IKF: In unserem CAS Wissensmanagement & Organisationales Lernen geht es auch um organisationales Lernen. Wo stehen Ihrer Meinung nach Organisationen heute beim Aufbau, Erhalt und Erweiterung von Wissen?
Nach meiner Einschätzung überlegen viele Organisationen gerade, ob sie sich schrittweise, nennen wir es «evolutionär», mit den neuen Möglichkeiten der Digitalisierung und digitalen Bildung auseinandersetzen. Also da, wo es passt, Angebote und Services zu modernisieren. Oder, ob nicht jetzt der Zeitpunkt gekommen ist, sich als Bildungsorganisation bzw. Lernende Organisation noch einmal neu aufzustellen. Sich also systematisch zu fragen, wie Weiterbildung, Wissensmanagement und Lernen zukünftig in der Organisation aussehen sollen, welche Anforderungen alte und neue Zielgruppen stellen, wie entsprechende Lernangebote und Lernaktivitäten aussehen müssen, und welche Lernumgebungen, welche Kompetenzen der Weiterbildner und welche internen Prozesse man dafür benötigt. Auf welche Seite das Pendel schlägt, ob «evolutionär» oder «strategisch», hängt schlussendlich vom Einzelfall ab. Oft von der Geschäftsführung bzw. Leitung der Organisation.

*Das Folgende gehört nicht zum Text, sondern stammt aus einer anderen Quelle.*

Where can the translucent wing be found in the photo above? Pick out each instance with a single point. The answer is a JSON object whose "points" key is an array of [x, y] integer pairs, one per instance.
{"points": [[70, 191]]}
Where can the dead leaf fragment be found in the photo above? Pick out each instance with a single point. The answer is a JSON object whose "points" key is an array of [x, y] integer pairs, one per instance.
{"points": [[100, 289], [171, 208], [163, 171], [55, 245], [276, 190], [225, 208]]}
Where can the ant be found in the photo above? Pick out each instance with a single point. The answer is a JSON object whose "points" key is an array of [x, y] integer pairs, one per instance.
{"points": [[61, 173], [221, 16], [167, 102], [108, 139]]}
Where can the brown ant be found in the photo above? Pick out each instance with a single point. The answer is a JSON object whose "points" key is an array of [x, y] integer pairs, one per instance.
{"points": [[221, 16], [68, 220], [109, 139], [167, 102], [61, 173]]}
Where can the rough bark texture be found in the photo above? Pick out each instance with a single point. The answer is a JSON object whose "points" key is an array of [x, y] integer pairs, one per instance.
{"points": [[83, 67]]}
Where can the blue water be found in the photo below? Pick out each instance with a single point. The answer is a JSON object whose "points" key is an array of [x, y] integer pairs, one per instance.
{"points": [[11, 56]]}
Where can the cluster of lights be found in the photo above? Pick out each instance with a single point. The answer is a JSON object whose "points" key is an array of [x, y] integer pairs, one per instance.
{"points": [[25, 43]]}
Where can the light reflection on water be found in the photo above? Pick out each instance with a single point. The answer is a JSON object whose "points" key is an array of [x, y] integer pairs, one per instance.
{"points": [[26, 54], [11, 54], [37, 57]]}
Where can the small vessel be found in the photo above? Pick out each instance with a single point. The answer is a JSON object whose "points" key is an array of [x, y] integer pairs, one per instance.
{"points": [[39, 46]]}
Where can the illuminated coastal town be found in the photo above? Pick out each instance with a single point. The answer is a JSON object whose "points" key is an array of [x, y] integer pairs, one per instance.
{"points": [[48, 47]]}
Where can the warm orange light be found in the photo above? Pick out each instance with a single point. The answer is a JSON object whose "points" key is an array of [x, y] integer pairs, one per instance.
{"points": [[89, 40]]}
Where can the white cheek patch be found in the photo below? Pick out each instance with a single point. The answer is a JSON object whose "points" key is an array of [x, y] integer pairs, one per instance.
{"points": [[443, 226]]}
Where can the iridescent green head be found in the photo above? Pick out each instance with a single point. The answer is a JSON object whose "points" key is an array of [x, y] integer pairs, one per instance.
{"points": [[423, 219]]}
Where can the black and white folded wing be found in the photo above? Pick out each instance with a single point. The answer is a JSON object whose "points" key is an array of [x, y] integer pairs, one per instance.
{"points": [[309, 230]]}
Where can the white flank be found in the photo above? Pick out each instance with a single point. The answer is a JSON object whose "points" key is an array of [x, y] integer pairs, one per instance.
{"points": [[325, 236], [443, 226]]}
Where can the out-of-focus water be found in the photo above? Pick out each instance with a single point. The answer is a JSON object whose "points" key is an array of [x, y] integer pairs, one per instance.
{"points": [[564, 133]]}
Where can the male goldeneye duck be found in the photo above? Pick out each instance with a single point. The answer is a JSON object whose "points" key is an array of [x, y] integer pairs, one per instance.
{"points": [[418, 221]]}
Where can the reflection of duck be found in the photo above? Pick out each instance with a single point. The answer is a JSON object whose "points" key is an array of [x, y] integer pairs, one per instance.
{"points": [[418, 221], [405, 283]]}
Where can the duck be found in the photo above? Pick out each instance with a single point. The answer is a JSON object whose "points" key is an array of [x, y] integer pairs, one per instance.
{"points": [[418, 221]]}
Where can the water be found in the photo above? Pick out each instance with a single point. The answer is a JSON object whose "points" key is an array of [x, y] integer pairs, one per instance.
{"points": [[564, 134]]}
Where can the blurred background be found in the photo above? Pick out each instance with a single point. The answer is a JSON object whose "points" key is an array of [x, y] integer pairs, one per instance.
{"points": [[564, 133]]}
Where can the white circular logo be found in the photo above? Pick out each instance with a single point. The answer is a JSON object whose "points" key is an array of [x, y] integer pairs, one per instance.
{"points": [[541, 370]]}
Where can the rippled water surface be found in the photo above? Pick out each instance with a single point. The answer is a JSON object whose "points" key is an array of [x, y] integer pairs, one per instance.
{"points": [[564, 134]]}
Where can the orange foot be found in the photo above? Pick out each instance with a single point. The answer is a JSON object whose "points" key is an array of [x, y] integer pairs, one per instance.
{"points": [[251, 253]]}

IKF: Was denken Sie, welche Kompetenzen sind darum heute besonders von eLearning und Wissensmanagement Beauftragten in Organisationen gefordert?
Die mit eLearning und Wissensmanagement Beauftragten sind ja so etwas wie die Rollenmodelle und Vorbilder in ihren Organisationen. Wenn sie nicht von den neuen Möglichkeiten und Notwendigkeiten des Lernens und des Erfahrungsaustauschs überzeugt sind, werden es die Mitarbeitenden in ihren Organisationen auch nicht sein. Und auch eine Geschäftsführung wird sich schwerer tun, dem Thema mehr Gewicht zu geben. Das bedeutet, dass ihre digitalen Kompetenzen das Nadelöhr sind, durch das viele Entwicklungen müssen.
IKF: Und noch eine persönliche Frage zum Schluss: Wo trifft man Sie am ehesten, wenn Sie «offline» sind?
Auf dem Rennrad im Frankfurter Umland. Wobei «offline» … Das Smartphone habe ich natürlich mit. Und das GPS am Radcomputer ist auch aktiv. Die Livedaten von der Strecke sind auf Runtastic zu sehen. Und nachher lade ich die Strecke auf Strava, das Netzwerk für Lauf- und Radverrückte, hoch. Okay, streichen wir besser «offline»!
Herzlichen Dank für Ihre Antworten, Herr Robes! Wir freuen uns bereits jetzt auf spannende Kurstage mit Ihnen in diesem Herbst am IKF.